As the name suggests this occurs during the question time that follows a talk. However, what's on offer isn't a question at all, it's a statement, usually with the subtext of 'hello everybody I actually know rather a lot on this subject too.'

Example: "Thank you for your very thought-provoking talk, I couldn't help but think - when you mentioned the current sugar crisis in Fiji - that what we are really seeing is a two pronged attack on the industry. One prong being changing trade rules; the other being race relations. With a colleague I've been doing some similar work on Solomon Islands, with regards to the Chinese...[fade to multiple blahs]...So, um, do you see any similarities between the Solomons and Fiji in this regard?"

2. The Overweight Caveat

This is where you note the killer counter-argument to your own hypothesis, claim that you are not disputing/discounting it, and then to proceed by totally ignoring it. The old saying "I'm not a racist but..." is a pub form of the same technique.

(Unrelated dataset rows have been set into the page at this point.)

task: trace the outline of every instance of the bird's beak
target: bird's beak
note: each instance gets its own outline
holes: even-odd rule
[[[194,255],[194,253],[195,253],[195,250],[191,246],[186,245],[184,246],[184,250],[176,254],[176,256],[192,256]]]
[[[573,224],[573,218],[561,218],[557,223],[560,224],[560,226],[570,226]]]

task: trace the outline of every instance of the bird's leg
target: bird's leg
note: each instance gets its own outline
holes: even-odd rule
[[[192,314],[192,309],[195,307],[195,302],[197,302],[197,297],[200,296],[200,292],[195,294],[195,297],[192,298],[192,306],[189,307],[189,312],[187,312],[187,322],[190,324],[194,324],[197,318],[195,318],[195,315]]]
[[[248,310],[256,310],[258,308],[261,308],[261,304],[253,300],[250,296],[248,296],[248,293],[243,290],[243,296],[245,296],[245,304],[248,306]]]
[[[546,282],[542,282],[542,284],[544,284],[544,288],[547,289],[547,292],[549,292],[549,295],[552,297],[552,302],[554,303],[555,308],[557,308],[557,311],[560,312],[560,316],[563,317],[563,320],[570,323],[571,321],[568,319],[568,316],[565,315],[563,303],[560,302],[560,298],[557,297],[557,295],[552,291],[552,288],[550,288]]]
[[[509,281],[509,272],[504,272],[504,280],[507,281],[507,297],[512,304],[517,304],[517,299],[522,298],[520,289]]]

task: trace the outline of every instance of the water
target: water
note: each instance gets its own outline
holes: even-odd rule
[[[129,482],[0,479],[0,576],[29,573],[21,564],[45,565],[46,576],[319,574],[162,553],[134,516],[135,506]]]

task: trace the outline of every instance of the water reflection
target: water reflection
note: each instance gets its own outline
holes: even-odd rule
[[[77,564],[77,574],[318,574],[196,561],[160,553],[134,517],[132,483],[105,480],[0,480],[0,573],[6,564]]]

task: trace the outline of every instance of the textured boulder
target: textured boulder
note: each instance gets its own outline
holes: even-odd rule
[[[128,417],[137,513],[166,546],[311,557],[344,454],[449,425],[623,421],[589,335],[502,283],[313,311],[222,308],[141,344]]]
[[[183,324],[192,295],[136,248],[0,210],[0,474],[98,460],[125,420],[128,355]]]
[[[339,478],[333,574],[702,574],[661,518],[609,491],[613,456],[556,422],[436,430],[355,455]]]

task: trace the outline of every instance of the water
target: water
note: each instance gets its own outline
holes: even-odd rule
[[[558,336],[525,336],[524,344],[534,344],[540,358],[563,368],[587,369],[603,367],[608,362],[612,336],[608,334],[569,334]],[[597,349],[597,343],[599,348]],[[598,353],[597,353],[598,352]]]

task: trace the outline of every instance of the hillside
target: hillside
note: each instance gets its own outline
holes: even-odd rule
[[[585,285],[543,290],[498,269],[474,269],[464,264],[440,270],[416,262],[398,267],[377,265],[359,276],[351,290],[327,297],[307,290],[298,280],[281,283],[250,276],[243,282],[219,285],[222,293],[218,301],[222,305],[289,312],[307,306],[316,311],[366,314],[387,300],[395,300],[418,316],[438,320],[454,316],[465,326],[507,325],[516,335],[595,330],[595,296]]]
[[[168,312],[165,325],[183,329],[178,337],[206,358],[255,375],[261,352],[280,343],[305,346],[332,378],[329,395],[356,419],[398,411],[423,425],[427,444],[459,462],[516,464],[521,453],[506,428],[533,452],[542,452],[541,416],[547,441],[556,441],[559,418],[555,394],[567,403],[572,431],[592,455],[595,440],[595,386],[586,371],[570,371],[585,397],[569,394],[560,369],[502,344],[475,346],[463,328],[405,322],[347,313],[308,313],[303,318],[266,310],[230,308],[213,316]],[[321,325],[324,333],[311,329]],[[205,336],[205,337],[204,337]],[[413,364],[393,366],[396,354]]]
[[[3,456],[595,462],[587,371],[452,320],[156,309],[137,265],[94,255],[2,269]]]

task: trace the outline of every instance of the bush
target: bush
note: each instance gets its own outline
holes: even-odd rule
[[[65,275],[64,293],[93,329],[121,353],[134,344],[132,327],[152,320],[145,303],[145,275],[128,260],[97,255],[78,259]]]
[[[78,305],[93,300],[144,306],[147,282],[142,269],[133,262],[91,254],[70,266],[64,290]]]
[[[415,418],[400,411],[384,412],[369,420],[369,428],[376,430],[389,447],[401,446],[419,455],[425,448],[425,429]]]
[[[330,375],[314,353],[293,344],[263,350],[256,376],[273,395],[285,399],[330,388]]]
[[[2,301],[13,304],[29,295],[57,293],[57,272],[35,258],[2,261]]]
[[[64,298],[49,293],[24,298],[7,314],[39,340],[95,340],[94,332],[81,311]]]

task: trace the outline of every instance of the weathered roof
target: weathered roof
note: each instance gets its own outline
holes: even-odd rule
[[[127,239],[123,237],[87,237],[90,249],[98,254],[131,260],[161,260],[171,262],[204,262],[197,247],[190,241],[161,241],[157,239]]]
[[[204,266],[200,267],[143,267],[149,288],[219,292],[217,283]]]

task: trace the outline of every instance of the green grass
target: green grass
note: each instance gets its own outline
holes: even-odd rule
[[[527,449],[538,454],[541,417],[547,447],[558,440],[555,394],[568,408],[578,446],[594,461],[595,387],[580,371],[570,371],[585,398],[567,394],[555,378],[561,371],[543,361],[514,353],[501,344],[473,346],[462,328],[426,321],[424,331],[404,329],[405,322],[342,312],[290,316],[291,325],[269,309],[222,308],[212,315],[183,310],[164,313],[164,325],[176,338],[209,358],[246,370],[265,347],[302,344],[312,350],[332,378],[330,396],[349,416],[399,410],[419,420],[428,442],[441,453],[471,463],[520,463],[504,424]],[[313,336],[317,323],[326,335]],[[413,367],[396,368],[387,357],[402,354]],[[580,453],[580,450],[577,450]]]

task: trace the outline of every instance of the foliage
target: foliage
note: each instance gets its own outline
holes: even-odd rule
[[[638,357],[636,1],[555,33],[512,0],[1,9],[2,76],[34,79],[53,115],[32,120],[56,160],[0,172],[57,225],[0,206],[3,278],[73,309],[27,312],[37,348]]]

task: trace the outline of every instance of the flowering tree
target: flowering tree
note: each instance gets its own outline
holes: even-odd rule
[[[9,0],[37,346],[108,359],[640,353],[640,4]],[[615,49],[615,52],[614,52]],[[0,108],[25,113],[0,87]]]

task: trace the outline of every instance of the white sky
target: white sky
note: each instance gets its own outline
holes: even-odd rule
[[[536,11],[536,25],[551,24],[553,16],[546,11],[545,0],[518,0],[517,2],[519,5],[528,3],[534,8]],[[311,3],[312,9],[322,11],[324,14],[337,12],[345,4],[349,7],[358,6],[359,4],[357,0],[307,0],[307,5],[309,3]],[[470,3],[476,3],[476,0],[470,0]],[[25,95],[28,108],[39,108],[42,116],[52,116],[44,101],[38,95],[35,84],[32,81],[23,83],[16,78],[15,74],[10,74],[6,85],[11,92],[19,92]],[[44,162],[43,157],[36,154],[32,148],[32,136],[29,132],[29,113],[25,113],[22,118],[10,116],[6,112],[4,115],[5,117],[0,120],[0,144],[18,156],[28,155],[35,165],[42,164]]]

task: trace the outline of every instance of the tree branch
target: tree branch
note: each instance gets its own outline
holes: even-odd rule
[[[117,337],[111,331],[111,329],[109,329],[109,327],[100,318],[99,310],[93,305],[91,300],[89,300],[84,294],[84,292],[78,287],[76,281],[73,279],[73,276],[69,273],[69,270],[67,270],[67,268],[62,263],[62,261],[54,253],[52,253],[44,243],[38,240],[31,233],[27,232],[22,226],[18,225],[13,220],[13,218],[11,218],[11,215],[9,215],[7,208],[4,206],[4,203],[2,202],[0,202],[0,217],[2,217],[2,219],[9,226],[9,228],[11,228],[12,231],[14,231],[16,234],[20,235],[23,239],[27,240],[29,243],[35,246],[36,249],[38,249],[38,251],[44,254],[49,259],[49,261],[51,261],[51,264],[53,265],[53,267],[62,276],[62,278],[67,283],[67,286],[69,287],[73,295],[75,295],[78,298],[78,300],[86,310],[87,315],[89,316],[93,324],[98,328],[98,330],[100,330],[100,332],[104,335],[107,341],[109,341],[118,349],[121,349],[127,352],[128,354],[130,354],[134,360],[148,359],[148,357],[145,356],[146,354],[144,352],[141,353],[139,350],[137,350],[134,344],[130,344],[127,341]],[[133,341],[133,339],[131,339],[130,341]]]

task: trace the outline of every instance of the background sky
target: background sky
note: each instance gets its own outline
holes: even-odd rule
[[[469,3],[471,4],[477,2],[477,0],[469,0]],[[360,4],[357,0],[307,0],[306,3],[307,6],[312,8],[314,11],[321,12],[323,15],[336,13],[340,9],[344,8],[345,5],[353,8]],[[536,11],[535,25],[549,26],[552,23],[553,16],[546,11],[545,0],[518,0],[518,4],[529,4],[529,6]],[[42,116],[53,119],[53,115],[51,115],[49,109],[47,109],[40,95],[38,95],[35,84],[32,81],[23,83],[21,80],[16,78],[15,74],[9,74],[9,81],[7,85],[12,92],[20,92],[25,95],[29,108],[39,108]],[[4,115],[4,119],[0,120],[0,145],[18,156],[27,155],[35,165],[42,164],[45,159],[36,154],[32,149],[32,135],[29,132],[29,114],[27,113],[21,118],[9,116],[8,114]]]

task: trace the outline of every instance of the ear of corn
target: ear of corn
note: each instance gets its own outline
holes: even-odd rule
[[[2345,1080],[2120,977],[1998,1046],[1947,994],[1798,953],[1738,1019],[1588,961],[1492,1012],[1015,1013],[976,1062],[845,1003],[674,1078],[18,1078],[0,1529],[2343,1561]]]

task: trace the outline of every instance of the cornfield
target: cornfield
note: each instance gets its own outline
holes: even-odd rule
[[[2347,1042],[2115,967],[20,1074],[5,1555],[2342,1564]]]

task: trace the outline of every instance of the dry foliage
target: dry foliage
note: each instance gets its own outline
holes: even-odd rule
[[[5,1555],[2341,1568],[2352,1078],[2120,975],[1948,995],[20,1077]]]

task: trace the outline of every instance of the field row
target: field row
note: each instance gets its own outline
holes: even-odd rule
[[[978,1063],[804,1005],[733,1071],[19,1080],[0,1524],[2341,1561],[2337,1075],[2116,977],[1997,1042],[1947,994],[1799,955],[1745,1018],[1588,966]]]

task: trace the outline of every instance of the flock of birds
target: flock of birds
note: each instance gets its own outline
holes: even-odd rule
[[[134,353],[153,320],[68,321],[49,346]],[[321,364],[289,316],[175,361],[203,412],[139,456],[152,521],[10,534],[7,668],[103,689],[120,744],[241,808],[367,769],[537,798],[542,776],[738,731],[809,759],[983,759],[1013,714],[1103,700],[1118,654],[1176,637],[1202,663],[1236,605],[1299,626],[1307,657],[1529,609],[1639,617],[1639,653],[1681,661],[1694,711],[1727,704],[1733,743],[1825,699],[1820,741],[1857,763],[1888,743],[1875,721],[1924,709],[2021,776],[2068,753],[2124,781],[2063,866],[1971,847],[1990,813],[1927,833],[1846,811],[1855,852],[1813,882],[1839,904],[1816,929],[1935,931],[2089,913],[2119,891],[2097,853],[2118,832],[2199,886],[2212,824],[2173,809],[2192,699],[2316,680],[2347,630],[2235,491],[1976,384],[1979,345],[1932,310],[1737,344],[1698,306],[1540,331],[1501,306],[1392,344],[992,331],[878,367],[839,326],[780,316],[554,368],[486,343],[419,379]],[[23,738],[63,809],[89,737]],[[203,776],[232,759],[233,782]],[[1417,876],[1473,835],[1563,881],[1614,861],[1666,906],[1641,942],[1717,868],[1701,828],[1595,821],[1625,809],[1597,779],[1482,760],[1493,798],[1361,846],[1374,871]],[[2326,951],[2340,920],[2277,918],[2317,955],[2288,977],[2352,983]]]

In the Development Dictionary (the crappiest development book with the most misleading title ever written) one of the authors performs a classic execution of this maneuver. The example runs something like this. The author is writing an article about 'problematising poverty'. In particular, claiming that the west often 'invents' poverty in the developing world as an excuse for intervention. Now, upon reading this, the not 100% credulous reader might ask: "But what about those people for whom poverty isn't a western invention?"

Aha! The killer counter argument!

But, it turns out, our author is ready for that one, writing early on in the essay: (paraphrase) "this is not to discount the fact that millions of people live lives of grinding poverty..."

No, not to discount it at all [/sarcasm]. Not to mention it again in the article either.

Still I suppose you can't fault the logic. If you exclude the billions (not millions) of people who live in grinding poverty, everyone else who those nefarious agents of western hegemony (development workers) claims is poor probably is just a creation of the discourse.